THE GOLDEN RULE HOTEL_ THE TRAIL OF THE TRAMP_ CHAPTER SIX_

It required some moments before the boys became accustomed to the strange sights which spread themselves out before their wondering eyes. The speed and the clanging of the horse-drawn street cars, the shouts of the teamsters, the gas lamps, which now as darkness was approaching were lit, while the brilliantly illuminated saloons, the gayly decorated windows of the stores and shops, in fact everything seemed to them a far different world from the one they had just left behind them upon the bleak prairie.

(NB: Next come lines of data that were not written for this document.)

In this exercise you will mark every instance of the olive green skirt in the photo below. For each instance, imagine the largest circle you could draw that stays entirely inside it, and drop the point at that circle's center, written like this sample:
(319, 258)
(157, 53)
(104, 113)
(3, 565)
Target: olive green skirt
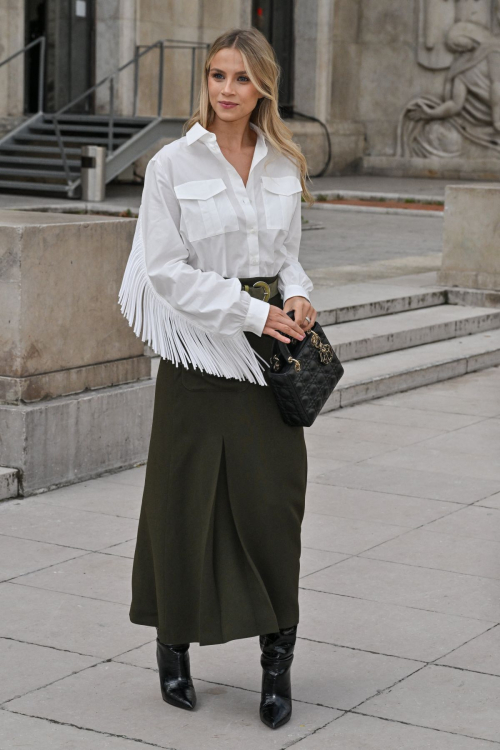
(218, 547)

They walked about the streets until they felt that they must find a shelter for the night, but being afraid to accost one of the many strangers who rushed past them and who not even deigned to cast a glance at the open-mouthed lads who marvelled at the people's haste to be gone, they tackled a gaudily uniformed policeman. "Yes, my lads," the good-natured guardian of the peace explained to them, after he had noted their red-bandana wrapped bundles and that their suits were somewhat the worse for their three days riding in the box car, "you of course do not wish to stop at the Windsor, the highest classed hotel in Minneapolis, but I think that I know the proper place for you, it's the 'Golden Rule Hotel', the best place in our city for lads like you." And then he directed them so they could easily find the hotel, and as a parting word, told them that it was a most reasonably priced place, as they charged only fifteen cents for a night's lodging, and then finished his fatherly advice by adding, that every cent saved meant a cent gained.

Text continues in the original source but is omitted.